Zamyka oczy i wali głową w ścianę karawanu, próbując sobie przypomnieć, kiedy dokładnie rozpętał to piekło. A, racja: Millie Epstein wskrzeszona z martwych. Cóż, Ian niemal sobie wybacza; faktycznie, to sytuacja absolutnie wyjątkowa. I jeśli ma być szczery, setki razy wcześniej robił takie rzeczy. Jego zdaniem, im więcej wątpliwości siejesz, tym więcej zwolenników zbierasz. Problem tutaj nie polega na tym, że podsunął dziennikarzowi trop, tylko że podsunął mu trop dotyczący Mariah White»
Cholera, on naprawdę ją lubi. Wie, że nie powinien, wie, że ta sympatia zniekształca jego osąd, ale ją lubi. Mógłby poradzić sobie z fizycznym pociągiem, tylko że tutaj chodzi o coś więcej. Chwilami pragnie, by Mariah nie była wplątana w tę sprawę, tak by w ostatecznym rozrachunku nie stała się też tą, która będzie cierpieć. I to obce uczucie przeraża go śmiertelnie.
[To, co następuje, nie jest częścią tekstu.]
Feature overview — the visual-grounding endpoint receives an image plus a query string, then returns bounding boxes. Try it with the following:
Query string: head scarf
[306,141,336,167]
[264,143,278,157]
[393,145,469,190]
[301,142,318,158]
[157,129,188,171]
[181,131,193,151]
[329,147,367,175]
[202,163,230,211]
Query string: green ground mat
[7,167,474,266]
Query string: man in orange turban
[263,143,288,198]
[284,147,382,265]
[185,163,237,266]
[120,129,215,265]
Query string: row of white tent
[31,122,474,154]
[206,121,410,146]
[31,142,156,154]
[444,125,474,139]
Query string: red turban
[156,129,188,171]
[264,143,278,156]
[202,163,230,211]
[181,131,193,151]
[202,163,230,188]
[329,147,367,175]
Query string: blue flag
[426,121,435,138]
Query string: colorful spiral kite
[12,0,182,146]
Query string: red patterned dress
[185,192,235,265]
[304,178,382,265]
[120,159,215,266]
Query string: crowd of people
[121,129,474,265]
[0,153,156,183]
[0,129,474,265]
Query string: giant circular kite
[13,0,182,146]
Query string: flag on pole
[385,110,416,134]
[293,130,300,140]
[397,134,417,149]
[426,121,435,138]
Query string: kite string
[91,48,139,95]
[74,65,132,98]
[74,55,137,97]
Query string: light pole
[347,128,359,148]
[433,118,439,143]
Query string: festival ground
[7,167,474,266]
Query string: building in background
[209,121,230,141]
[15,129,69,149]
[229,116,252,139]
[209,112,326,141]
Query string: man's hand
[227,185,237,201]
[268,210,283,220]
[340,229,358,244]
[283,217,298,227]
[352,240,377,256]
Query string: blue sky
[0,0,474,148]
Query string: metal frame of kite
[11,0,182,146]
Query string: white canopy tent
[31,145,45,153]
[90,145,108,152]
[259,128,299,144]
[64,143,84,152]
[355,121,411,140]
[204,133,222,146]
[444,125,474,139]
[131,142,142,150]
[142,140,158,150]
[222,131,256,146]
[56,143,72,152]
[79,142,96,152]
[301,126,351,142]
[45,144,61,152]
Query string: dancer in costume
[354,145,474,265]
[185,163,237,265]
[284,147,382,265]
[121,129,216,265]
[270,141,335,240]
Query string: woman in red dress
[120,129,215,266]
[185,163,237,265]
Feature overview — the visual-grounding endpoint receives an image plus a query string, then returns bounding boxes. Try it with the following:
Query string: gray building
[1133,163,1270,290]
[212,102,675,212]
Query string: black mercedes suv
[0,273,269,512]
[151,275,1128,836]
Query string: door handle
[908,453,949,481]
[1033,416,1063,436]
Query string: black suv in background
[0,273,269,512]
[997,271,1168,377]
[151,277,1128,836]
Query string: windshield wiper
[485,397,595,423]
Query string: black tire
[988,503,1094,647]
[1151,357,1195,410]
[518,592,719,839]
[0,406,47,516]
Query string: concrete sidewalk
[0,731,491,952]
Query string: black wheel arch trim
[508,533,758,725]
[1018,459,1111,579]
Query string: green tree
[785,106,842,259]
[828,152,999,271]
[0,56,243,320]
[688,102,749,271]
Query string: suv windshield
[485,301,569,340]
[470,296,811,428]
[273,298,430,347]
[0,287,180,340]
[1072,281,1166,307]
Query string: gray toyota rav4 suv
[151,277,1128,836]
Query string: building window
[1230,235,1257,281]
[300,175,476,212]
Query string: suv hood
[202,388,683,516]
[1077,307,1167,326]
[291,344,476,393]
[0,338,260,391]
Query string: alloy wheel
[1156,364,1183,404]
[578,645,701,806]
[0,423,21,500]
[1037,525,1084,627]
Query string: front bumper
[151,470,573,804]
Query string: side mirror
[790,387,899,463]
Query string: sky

Jego rozmyślania przerywa pukanie do drzwi, Ian otwiera je szeroko, spodziewając się skruszonego Davida, błagającego o pracę, ale zamiast niego widzi nieznajomego mężczyznę w średnim wieku, z lekkim brzuszkiem i rzednącymi jasnymi włosami. Ubrany jest w bejsbolową kurtkę z plamami wzdłuż zamka błyskawicznego.
– Hej, widzę, że już jest pan moim fanem – mówi nieznajomy, Ian zerka na swoją dłoń, w której ściska „Globe”.
– Allen McManus – mówi mężczyzna, wyciągając rękę. – Poznanie pana to zaszczyt. Przyjechałem tutaj, by napisać dalszy ciąg, zobaczyłem pańską przyczepę i… cóż mogę powiedzieć? Sądzę, że obu nam chodzi o to samo. Wielkie umysły myślą podobnie.